E’, infatti, chiaro, dal provvedimento impugnato, che il periculum non è stato sostenuto dal Tribunale solo perchè i cartellini sono stati “asseritamele” tolti, bensì, perchè si sta parlando di un considerevole numero sì oggetti che presentano una “punzonatura non ammessa dall’ordinamento e di per sè costitutiva di reato” sì che una loro restituzione ai produttori “non impedisce in alcun modo che essi siano ugualmente venduti”. Ciò è di una logicità lampante ed intuitiva (ben potendosi immaginare anche il valore commerciale degli oltre 4000 oggetti) sì che non presenta critiche neppure l’ulteriore considerazione dei giudici di merito secondo cui “la stessa disponibilità degli indagati alla “regolarizzazione” dei prodotti o alla loro cessione in beneficenza è in effetti un sintomo della facilità con cui essi possono ancora circolare”.

Manifestamente infondata è, infine, anche la questione posta con il terzo motivo sul quale, a proposito del difetto di legittimazione ad agire del denunciante.

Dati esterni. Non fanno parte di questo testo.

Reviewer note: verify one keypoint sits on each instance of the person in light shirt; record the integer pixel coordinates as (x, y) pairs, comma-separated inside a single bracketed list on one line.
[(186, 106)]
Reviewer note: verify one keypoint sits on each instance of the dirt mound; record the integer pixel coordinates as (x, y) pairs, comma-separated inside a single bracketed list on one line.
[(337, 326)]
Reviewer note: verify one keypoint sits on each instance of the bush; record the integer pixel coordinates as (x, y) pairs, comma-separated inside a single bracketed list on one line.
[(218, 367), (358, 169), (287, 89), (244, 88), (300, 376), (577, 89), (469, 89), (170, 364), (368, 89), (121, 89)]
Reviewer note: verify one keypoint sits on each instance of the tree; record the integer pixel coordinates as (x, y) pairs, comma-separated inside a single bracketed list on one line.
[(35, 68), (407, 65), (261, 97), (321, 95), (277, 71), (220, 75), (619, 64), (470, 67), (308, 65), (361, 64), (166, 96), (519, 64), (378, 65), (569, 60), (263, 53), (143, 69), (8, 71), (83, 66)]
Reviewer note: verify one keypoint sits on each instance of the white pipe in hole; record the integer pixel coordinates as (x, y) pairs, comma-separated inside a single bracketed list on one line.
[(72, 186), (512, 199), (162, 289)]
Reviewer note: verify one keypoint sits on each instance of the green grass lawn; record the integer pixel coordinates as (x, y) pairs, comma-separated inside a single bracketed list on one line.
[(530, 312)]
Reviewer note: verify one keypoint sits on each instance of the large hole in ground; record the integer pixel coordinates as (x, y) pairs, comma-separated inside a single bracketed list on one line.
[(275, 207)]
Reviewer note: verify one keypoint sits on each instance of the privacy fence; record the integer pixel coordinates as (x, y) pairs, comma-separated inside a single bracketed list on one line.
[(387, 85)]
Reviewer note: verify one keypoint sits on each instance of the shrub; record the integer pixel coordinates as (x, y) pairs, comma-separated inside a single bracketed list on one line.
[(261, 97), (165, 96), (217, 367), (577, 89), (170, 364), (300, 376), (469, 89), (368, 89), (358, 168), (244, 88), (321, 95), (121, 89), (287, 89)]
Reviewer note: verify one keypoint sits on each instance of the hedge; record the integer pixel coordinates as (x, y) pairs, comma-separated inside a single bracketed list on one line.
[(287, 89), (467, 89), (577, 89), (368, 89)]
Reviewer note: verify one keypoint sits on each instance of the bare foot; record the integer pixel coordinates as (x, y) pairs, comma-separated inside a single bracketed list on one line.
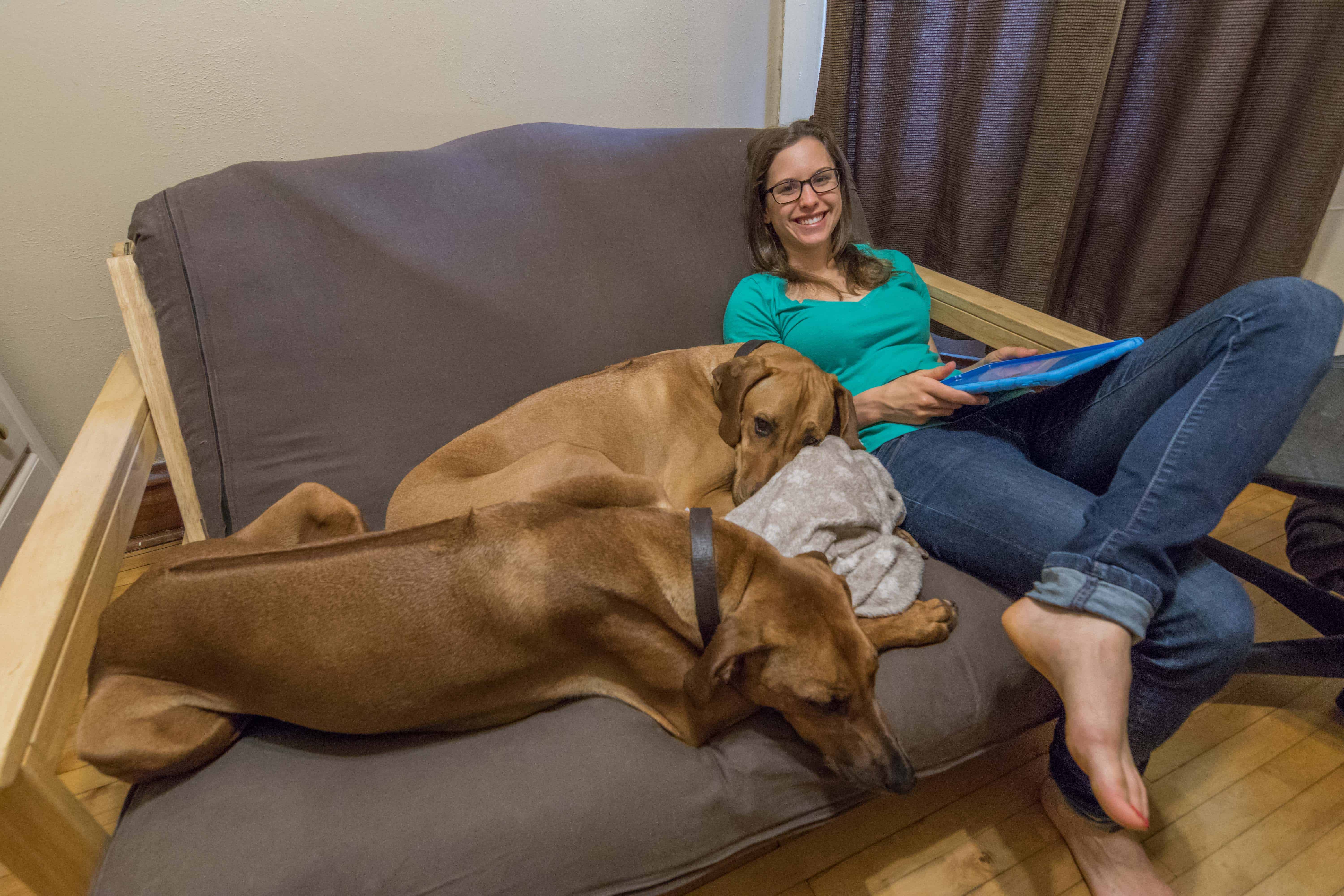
[(1114, 863), (1088, 660)]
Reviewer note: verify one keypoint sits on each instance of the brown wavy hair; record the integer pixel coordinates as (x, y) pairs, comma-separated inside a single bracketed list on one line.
[(861, 271)]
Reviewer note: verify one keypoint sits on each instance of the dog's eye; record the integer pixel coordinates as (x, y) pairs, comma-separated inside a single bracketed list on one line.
[(833, 707)]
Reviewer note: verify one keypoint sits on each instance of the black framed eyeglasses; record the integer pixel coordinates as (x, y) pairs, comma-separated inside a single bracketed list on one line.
[(823, 182)]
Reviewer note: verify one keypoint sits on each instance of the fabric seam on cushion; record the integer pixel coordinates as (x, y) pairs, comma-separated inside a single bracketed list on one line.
[(205, 365)]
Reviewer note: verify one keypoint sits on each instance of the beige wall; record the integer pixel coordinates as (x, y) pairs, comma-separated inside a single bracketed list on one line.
[(1326, 264), (107, 104)]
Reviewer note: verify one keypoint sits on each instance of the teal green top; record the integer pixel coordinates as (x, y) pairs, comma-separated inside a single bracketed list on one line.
[(865, 343)]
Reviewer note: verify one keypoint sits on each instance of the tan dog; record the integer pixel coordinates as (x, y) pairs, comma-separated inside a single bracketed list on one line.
[(691, 428), (478, 621)]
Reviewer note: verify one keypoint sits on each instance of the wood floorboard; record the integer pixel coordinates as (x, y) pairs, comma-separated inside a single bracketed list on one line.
[(1248, 796), (1236, 792)]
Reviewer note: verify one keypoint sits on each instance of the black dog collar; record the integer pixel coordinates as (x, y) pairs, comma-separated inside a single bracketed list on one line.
[(705, 578), (751, 347)]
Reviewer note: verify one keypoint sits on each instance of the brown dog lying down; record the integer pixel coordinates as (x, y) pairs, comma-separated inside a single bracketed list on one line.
[(478, 621), (690, 428)]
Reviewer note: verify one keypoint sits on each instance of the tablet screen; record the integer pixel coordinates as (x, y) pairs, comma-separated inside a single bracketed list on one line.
[(1018, 367)]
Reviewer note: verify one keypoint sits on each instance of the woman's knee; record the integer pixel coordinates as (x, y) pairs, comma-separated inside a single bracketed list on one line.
[(1312, 314), (1208, 629)]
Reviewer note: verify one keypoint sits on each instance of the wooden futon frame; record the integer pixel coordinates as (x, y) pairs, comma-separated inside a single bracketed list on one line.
[(64, 575)]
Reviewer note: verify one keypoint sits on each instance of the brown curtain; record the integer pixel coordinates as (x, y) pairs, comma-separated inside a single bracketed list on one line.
[(1116, 164)]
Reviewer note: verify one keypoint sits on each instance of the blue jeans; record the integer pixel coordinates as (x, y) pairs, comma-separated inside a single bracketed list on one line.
[(1092, 493)]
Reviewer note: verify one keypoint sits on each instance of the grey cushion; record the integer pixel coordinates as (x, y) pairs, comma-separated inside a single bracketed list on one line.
[(338, 320), (588, 799), (341, 319)]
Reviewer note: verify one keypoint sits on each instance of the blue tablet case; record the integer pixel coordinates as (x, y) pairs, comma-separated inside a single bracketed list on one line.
[(1040, 370)]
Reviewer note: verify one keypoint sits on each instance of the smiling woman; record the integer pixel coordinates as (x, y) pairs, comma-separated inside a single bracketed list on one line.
[(1085, 498)]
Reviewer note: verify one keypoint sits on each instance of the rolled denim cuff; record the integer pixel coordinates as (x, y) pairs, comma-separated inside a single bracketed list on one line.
[(1077, 582)]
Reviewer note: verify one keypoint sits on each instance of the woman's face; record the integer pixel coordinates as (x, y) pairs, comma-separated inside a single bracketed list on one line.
[(808, 221)]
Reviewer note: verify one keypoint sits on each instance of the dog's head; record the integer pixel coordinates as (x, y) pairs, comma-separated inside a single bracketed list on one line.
[(773, 404), (794, 644)]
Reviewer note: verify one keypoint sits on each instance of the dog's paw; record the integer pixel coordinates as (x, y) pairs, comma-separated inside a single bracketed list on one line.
[(909, 539), (936, 617)]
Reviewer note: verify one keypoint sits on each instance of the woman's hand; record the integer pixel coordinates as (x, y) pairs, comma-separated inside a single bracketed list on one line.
[(915, 398)]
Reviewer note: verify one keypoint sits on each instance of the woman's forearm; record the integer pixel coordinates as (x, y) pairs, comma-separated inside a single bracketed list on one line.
[(869, 408)]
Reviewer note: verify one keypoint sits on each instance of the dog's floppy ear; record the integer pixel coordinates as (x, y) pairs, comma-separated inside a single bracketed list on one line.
[(721, 660), (732, 382), (846, 421)]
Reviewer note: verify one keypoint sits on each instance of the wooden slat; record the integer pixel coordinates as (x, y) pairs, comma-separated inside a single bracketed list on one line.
[(1312, 872), (1216, 823), (62, 557), (997, 320), (1269, 844), (143, 331), (1200, 780), (68, 682), (48, 839)]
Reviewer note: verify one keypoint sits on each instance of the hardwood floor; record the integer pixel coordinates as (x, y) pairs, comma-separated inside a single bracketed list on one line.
[(1247, 799)]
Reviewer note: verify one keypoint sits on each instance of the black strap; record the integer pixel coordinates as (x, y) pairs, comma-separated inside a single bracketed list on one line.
[(705, 577), (751, 347)]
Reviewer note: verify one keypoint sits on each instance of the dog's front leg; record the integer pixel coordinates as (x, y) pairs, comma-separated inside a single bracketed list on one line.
[(700, 723), (924, 622)]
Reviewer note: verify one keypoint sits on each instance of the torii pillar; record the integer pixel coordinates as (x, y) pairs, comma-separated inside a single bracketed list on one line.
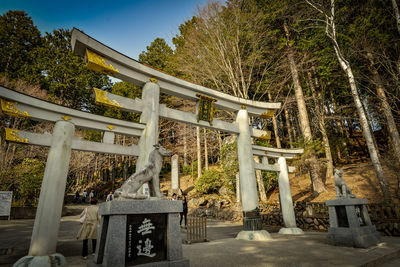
[(252, 223)]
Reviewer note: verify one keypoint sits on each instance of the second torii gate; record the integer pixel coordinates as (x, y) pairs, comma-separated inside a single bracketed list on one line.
[(108, 61)]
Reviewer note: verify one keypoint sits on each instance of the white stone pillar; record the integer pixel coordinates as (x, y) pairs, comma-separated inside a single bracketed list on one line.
[(285, 197), (248, 185), (150, 115), (175, 173), (252, 223), (48, 214)]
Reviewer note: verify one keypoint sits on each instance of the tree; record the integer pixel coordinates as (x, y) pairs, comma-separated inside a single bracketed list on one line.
[(62, 73), (330, 31), (222, 47), (158, 55), (18, 36)]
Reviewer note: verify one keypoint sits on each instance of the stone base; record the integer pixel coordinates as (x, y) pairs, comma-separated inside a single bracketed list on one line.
[(361, 237), (260, 235), (176, 263), (54, 260), (121, 235), (291, 231)]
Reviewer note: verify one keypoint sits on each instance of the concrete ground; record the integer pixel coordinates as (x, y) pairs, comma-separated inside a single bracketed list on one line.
[(222, 249)]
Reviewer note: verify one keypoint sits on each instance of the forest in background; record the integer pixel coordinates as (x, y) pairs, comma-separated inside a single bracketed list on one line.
[(334, 66)]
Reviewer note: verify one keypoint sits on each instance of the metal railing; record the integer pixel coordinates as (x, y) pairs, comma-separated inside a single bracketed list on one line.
[(196, 229)]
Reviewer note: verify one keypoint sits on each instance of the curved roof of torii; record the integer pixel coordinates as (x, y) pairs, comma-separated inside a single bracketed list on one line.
[(130, 70)]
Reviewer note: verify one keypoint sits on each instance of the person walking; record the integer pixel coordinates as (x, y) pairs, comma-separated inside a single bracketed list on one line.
[(84, 196), (90, 220), (184, 211), (110, 197), (77, 196), (91, 195)]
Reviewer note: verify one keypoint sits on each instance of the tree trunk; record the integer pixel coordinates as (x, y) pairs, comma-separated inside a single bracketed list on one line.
[(198, 152), (387, 111), (238, 199), (367, 133), (184, 146), (319, 109), (275, 124), (397, 14), (317, 183), (289, 129), (260, 182), (342, 131), (205, 149), (345, 65)]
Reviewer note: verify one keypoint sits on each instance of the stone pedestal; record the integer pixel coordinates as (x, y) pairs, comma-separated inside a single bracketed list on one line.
[(350, 224), (139, 233)]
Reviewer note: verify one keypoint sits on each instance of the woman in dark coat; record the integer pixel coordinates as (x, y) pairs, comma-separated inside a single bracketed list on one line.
[(184, 211)]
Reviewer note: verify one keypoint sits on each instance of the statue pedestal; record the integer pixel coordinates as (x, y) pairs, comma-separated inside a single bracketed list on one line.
[(140, 233), (350, 224)]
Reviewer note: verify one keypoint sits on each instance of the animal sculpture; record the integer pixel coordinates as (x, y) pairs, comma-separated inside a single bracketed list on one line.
[(150, 174)]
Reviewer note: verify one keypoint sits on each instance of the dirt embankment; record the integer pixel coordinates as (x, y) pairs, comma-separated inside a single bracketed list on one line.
[(359, 177)]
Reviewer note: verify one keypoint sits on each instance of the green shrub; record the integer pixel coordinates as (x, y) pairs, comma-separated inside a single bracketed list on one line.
[(209, 182), (25, 180), (187, 170), (270, 180)]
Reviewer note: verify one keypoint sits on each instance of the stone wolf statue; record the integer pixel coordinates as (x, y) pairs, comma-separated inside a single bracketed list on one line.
[(150, 174), (342, 190)]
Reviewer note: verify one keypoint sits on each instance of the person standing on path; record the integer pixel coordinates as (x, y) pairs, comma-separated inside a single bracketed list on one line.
[(184, 211), (91, 195), (110, 197), (90, 216), (84, 196)]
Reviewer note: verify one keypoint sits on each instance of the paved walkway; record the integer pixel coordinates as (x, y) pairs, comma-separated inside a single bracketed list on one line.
[(222, 250)]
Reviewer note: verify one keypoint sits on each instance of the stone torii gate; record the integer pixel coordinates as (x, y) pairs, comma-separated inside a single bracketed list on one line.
[(61, 142), (102, 58)]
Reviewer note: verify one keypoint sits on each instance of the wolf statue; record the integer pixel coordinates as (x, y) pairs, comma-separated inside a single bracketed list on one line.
[(342, 190), (150, 174)]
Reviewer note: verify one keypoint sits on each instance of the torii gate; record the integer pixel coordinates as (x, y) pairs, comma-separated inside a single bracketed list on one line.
[(62, 140), (102, 58)]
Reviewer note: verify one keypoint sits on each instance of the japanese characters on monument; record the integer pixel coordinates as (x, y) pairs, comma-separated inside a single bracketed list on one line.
[(146, 238)]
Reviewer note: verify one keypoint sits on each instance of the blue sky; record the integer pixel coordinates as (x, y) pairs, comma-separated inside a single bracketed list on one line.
[(126, 26)]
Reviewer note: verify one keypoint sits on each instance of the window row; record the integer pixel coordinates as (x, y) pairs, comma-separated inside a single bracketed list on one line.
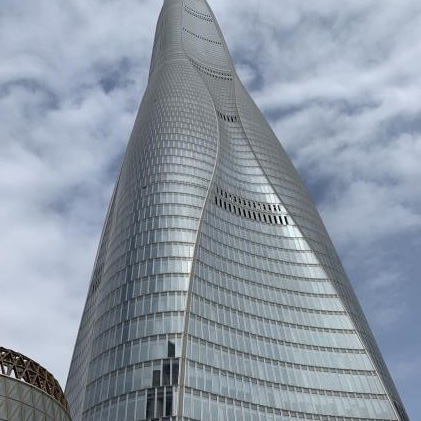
[(197, 14), (229, 118), (138, 354), (133, 407), (231, 293), (140, 377), (256, 216), (230, 359), (144, 326), (248, 266), (202, 37), (259, 279), (289, 332), (211, 72), (236, 386)]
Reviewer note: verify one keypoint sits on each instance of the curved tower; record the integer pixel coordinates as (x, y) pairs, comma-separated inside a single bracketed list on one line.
[(217, 293)]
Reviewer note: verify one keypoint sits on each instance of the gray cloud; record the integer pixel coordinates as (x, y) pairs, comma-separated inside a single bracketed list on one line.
[(339, 81)]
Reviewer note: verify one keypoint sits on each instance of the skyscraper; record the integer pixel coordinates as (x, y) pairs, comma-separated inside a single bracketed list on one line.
[(216, 292), (28, 392)]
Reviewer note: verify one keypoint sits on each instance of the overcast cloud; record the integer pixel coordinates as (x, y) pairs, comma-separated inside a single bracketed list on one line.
[(340, 83)]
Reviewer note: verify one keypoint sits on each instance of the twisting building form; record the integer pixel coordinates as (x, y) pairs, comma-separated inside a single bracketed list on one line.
[(216, 293)]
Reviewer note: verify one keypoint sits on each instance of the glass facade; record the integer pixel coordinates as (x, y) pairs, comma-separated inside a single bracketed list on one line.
[(21, 401), (216, 292)]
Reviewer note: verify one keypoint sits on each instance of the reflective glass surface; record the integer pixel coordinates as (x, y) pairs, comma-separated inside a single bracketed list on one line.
[(20, 401)]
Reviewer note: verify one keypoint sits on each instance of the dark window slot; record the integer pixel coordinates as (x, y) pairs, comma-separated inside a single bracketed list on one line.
[(150, 404), (175, 372), (160, 403), (166, 373), (168, 404)]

Il Tribunale per il Riesame, investito dell’analoga questione, ha bene replicato osservando che si sta parlando di un reato procedibile di ufficio e che la questione rileverebbe solo se si discettasse di costituzione di parte civile.

Per la medesima ragione, non ha pregio l’argomentazione tesa ad invocare una presunta prevalenza dell’illecito amministrativo visto che, nella specie, non si discute della ricorrenza o meno di una contravvenzione bensì di quella di un delitto, l’art. 515 c.p.. Del resto, lo stesso D.Lgs. n. 251 del 1999, art. 25 contiene la clausola di riserva iniziale per l’ipotesi in cui il fatto costituisca reato (e qui, appunto, si ipotizza che esso lo sia).

Alla presente declaratoria segue, per legge, la condanna dei ricorrenti al pagamento delle spese processuali e, ciascuno, al versamento alla Cassa delle Ammende della somma di 1000 Euro.

P.Q.M.

Visti gli artt. 615 e ss. c.p.p..

Dichiara inammissibile il ricorso e condanna i ricorrenti al pagamento delle spese processuali e, ciascuno, al versamento alla Cassa delle Ammende della somma di 1000 Euro.